Ничего не сказал усатый дядька.
Я вышла на улицу. Моросил дождь. Шел с неба пунктиром, словно шагами. Я постояла под его тупыми холодными подошвами.
А вот Соколовского охранник не выпустил.
Он стоял у поста и ждал, пока я зайду. Тоже отпросился с урока?
– Леся!
Я шарахнулась от него на лестницу, выше, выше, скорее, скорее в класс!
– Леся, подожди. Ну подожди, Лесь!
Нет, нет, нет, не надо ничего.
Я влетела в класс, как будто за мной гнались враги.
– Что с тобой? – встревоженный голос учительницы.
– Ничего, – отрицательно трясу головой. – Все в порядке.
– Садись.
Он зашел минут через десять. Власа Григорьевна стрельнула глазами в него, в меня.
– Садись быстрее, – Соколовскому.
И снова на меня смотрит.
Сел на свое‑мое место, и с той стороны заработал магнит.
Ото всех отворачиваюсь, всех стыдно. Мне кажется, все знают, что произошло десять дней назад, все хихикают в спину.
Он меня тоже стал сторониться.
Встретились в коридоре, отлетели на два метра. Мой «отлет» независимо от меня происходит, мне вовсе не противно его видеть, но – страшно, но как-то по-особому страшно, не страшно в смысле «опасно», а страшно в том смысле, что вдруг снова это повторится, а это нельзя. Мне даже взглядом с ним встретиться боязно. Но почему он-то стал шарахаться? Что такого страшного он увидел во мне? Я, наверное, как-то неправильно устроена, ведь там все так сложно, если получается сложный ребенок. Не может быть, чтобы у меня, которая болеет ангиной по пять раз в году, было все так же, как у других, правильно и хорошо.

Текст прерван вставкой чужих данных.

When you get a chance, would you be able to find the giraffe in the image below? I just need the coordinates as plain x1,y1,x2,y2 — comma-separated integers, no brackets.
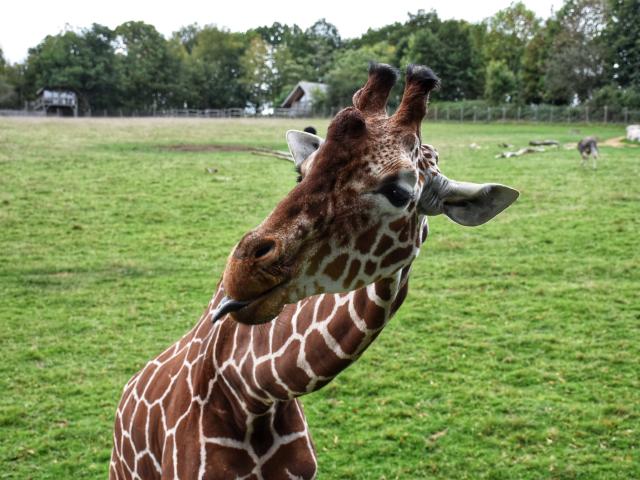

Но я заметила, что, шарахаясь, он все же смотрит на меня, смотрит глубоко и грустно.
После школы я отправилась домой одна. Валька ушла в другую сторону и даже не сказала куда. И тут за спиной я услышала глухой, непонятно почему глухой, голос Соколовского:
– Прости.
Он мимо пролетел и даже немного задел меня широким плечом. Я смотрела в его спину в красной куртке, на его длинные ноги в кроссовках с белыми задниками, и во мне колотилось сразу в двух местах, в сердце и там…
Я встретила его на крыльце своего дома. Он меня ждал. Я приложила магнитный ключ к домофону, и когда дверь запиликала, он открыл ее передо мной. Я влетела под его рукой. Без «спасибо» (за то, что открыл дверь), без «уйди, дурак» (за тот раз).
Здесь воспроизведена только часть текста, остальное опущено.